A free smartphone app for iOS and Android developed by a team of undergrads offers one-stop safety services for the Cornell campus. “We realized that Cornell offers so many services to keep students safe,” says one of the designers, Matthew Laks ’15, “but often students do not know how to connect to these services or have the phone number for them.” The app, dubbed ResCUer, features two buttons. “Get Help” calls up options for campus EMS, police, Gannett Health Services, resident advisers, and Blue Light escorts. “Go Home” offers options for taxis, Blue Light, a map route home, or friends’ phone numbers.

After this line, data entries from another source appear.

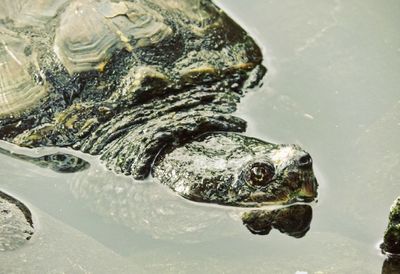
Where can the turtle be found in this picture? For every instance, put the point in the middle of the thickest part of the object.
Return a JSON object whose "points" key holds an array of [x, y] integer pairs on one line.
{"points": [[150, 87]]}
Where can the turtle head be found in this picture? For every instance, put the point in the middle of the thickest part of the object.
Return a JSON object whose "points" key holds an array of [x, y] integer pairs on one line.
{"points": [[231, 169], [282, 175]]}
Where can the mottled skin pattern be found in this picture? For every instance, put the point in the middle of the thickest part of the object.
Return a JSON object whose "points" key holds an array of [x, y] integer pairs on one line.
{"points": [[127, 79], [231, 169], [143, 97]]}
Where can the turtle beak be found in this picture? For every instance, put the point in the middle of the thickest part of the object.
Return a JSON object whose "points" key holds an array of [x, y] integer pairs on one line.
{"points": [[308, 191]]}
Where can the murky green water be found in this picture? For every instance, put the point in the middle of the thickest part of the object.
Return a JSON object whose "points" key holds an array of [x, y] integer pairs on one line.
{"points": [[332, 87]]}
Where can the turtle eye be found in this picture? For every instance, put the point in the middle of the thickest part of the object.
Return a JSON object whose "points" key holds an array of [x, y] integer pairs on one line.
{"points": [[261, 174]]}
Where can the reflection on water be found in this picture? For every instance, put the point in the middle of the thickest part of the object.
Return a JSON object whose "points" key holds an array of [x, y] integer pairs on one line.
{"points": [[332, 88], [293, 220]]}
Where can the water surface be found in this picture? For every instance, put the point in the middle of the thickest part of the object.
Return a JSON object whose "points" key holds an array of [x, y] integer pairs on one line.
{"points": [[332, 87]]}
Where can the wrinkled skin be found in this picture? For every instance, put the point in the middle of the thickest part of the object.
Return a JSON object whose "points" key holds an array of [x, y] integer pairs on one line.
{"points": [[58, 162], [231, 169], [126, 79]]}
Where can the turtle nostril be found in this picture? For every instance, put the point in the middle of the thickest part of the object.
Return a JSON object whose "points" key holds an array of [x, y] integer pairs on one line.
{"points": [[305, 161]]}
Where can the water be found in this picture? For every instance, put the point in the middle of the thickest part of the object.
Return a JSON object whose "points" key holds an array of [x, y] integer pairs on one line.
{"points": [[332, 87]]}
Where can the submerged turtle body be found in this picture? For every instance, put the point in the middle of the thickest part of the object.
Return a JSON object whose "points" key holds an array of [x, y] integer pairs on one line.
{"points": [[124, 79]]}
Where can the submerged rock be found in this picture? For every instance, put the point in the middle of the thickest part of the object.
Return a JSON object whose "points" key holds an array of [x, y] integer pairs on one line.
{"points": [[391, 238], [16, 225]]}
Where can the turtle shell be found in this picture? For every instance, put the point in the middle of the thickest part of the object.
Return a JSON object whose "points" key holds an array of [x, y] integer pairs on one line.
{"points": [[121, 78]]}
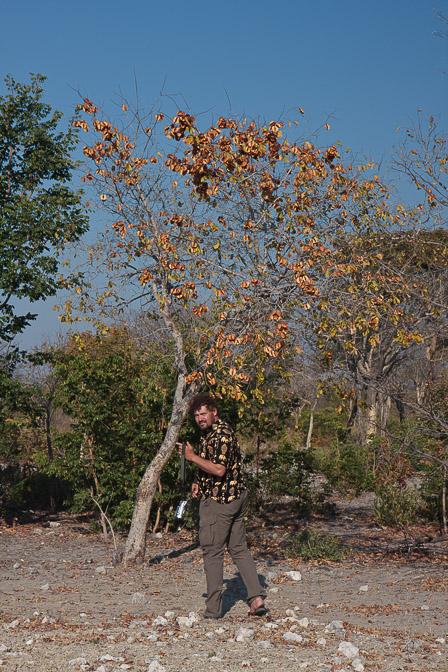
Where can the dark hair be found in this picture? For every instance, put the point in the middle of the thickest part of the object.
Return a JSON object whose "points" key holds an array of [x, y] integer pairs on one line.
{"points": [[203, 399]]}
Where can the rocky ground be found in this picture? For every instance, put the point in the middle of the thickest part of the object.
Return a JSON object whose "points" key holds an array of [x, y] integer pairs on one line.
{"points": [[64, 606]]}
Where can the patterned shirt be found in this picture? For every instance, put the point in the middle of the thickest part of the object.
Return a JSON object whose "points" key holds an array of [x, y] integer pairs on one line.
{"points": [[220, 446]]}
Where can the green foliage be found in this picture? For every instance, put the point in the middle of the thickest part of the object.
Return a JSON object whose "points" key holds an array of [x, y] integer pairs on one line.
{"points": [[286, 471], [39, 213], [310, 545], [118, 398], [396, 505], [431, 492], [347, 467]]}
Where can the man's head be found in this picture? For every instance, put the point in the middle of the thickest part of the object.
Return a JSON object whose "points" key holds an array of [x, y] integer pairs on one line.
{"points": [[204, 410]]}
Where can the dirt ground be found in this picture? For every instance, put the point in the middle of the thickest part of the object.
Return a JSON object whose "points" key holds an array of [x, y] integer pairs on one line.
{"points": [[64, 606]]}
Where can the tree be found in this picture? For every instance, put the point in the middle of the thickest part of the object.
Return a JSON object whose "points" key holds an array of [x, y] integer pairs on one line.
{"points": [[225, 236], [115, 394], [39, 212]]}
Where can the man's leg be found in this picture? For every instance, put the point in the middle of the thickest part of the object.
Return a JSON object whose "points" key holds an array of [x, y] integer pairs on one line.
{"points": [[213, 533], [241, 556]]}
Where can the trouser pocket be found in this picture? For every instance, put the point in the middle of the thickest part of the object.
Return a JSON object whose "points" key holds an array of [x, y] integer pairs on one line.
{"points": [[207, 525]]}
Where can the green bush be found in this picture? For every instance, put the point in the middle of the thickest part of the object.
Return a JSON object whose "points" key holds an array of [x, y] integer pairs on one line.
{"points": [[395, 505], [310, 545], [347, 467], [286, 471]]}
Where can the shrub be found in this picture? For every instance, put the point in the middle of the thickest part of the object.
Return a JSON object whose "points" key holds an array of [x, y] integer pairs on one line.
{"points": [[310, 545], [395, 505], [286, 471]]}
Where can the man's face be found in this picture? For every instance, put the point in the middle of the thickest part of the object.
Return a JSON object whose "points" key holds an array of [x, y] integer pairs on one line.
{"points": [[205, 418]]}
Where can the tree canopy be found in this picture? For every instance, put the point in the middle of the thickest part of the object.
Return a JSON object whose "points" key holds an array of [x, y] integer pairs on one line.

Johnson School Gets Program on Family Businesses

A new effort at the Johnson School will focus on the challenges facing family businesses. Funded by a $10 million gift from a 1974 MBA alumnus and his wife, the John and Dyan Smith Family Business Initiative will be housed in the school’s Entrepreneurship and Innovation Institute. Its first two programs will be a course on the benefits and challenges of family businesses and a lecture series bringing executives from such firms to campus.

New Director Tapped for Cooperative Extension

A horticulture professor has been named director of Cornell Cooperative Extension. Christopher Watkins, formerly associate director of CCE, will serve through October 1, 2017. He’ll complete the term of Helene Dillard, who stepped down to become dean of the ag college at the University of California, Davis. Watkins has been on the Cornell faculty since 1994.

Construction Starts at Cornell Tech Site on Roosevelt Island

Progress on the Cornell Tech campus is moving ahead, with the official signing of the ninety-nine-year lease on the twelve-acre, city-owned parcel executed in December. In January, barges carrying construction materials arrived on Roosevelt Island, home to the new campus set to open in summer 2017. The first order of business is to demolish Goldwater Memorial Hospital, a task that could take up to a year. To follow its progress, go to construction.tech.cornell.edu.

Say ‘Aloha’ to New Plantations Director Christopher Dunn

The new director of Cornell Plantations hails from tropical climes. According to an announcement by CALS Dean Kathryn Boor, Christopher Dunn’s most recent post was at the arboretum at the University of Hawaii, Manoa. “During his tenure there,” Boor reports, “he helped rescue a 193-acre tropical rainforest and botanical garden from near-extinction, with a $3 million renovation project and the establishment of an ecology research center committed to preserving both the biological and cultural diversity of the Pacific region.” Dunn, who starts on April 1, is no stranger to cold weather: he holds an undergraduate degree from SUNY’s College of Environmental Science and Forestry—located in Syracuse—as well as a master’s in plant ecology from Indiana State University and a PhD from the University of Wisconsin, Milwaukee.